If you have any special considerations like dietary restrictions or certain flavors you want, you might want to look for a baker who specializes in that. Speaking of flavors, the largest layer of cake should be the flavor that will be most popular. (9 times out of 10 the chocolate cake is most popular.) You don't necessarily want to base this on your favorite cake flavor, or you could end up taking home 20 pounds of banana flavored cake.
How far away is your baker from your venue? If they are driving your cake 45 miles to your venue, it will be 44 times more likely that your cake will slide or have an accident than a baker who only travels 1 mile to your venue. Accidents happen, but you can minimize that chance.
I once had a baker tell me that if you freeze your top cake for a year, you will be disappointed. They told me to freeze it and eat it on my one week anniversary instead. Apparently, the quality of a cake, even in the freezer, does degrade over time. I think a one week anniversary cake sounds scrumptious!
Fondant is not the enemy. Fondant is that gorgeous, yet typically disgusting stuff bakers put over a cake to make it nice and smooth. I will agree that "canned" fondant is nasty, however, homemade fondant can taste like marshmallows. So, ask your baker if they make their own fondant.
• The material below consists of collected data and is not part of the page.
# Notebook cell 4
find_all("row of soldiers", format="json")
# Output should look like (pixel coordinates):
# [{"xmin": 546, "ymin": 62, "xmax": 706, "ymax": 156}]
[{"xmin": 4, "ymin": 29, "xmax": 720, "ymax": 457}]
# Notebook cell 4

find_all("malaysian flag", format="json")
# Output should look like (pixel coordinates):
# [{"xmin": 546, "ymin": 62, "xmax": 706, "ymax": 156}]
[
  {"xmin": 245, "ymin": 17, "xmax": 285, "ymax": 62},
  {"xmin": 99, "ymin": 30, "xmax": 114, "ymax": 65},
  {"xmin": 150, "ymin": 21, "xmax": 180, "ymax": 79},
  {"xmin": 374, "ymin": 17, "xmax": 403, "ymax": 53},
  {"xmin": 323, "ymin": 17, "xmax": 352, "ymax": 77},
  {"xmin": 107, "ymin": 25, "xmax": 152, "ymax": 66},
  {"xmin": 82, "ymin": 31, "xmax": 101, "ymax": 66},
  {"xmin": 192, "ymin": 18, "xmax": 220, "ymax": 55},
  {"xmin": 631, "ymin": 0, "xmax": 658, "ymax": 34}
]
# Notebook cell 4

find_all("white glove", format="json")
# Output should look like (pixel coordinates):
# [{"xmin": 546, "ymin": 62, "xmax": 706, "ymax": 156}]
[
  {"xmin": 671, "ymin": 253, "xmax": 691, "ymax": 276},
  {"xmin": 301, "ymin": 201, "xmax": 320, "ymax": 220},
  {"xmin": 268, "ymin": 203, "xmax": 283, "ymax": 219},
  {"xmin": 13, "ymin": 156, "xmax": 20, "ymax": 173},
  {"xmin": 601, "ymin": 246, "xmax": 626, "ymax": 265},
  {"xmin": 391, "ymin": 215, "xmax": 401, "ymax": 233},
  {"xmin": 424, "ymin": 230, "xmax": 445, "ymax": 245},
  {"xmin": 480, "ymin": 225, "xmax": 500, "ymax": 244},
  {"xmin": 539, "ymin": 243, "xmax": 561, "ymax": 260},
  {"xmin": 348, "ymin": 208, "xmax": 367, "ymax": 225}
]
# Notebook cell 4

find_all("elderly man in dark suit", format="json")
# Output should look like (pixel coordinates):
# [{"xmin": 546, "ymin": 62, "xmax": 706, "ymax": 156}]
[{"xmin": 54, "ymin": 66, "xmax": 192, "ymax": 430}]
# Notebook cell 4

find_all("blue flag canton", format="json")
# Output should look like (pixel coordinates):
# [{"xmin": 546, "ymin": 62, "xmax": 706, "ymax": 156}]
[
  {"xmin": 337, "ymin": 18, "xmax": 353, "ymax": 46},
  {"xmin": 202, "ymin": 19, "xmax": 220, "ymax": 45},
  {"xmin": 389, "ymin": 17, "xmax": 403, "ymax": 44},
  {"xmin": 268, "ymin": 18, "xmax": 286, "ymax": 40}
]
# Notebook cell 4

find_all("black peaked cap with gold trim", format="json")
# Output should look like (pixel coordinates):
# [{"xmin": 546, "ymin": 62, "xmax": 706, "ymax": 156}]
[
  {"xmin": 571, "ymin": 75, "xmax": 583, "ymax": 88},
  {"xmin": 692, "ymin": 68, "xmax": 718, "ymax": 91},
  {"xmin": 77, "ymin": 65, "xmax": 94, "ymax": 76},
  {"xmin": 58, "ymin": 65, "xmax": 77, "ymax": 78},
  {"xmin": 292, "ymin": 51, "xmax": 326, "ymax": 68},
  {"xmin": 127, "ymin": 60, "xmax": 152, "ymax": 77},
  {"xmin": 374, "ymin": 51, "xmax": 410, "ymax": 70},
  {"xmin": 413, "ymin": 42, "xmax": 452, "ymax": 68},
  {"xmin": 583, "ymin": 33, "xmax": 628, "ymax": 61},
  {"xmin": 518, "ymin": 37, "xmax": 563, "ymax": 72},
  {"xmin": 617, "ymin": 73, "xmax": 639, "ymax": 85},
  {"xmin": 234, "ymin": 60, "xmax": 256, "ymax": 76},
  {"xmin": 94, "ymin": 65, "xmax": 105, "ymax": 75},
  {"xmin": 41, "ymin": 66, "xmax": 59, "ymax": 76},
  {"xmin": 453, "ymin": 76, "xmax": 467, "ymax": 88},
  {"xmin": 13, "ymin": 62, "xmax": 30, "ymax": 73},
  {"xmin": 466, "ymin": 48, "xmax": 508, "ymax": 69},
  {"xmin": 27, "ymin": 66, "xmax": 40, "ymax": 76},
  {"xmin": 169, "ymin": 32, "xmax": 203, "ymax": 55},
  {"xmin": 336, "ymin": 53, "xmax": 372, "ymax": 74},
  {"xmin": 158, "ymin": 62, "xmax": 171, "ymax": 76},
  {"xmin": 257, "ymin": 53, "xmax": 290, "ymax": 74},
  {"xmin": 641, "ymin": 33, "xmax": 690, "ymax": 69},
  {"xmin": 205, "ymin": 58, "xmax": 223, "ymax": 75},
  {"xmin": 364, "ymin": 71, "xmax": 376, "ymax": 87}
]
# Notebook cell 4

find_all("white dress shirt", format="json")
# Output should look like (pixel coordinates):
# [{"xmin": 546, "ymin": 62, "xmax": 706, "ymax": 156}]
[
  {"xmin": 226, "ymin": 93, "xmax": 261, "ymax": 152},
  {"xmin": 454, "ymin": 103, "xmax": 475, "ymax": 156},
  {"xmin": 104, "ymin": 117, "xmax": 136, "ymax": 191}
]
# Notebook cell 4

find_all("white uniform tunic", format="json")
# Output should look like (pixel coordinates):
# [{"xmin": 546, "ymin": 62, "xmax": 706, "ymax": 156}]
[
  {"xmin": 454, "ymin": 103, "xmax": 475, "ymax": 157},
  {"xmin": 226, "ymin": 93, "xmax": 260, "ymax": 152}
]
You can save some money by making the groom's cake yourself. Generally the groom's cake is not as important as the main cake. The point of it is to be a tasty confection that shows off your hubby's inner geek, whether it be about sports teams, hobbies, or an inside joke...
Finally, make sure you take time to eat a piece of cake. Not just the piece that was shoved up your nose. I always grab a plate of each flavor of cake for our brides and grooms as they can easily be overlooked due to the fact that they are dancing, entertaining guests, or wishing farewells. Have someone close to you plan to do this for you. Otherwise, you might really end up having a cake but not eating it, too.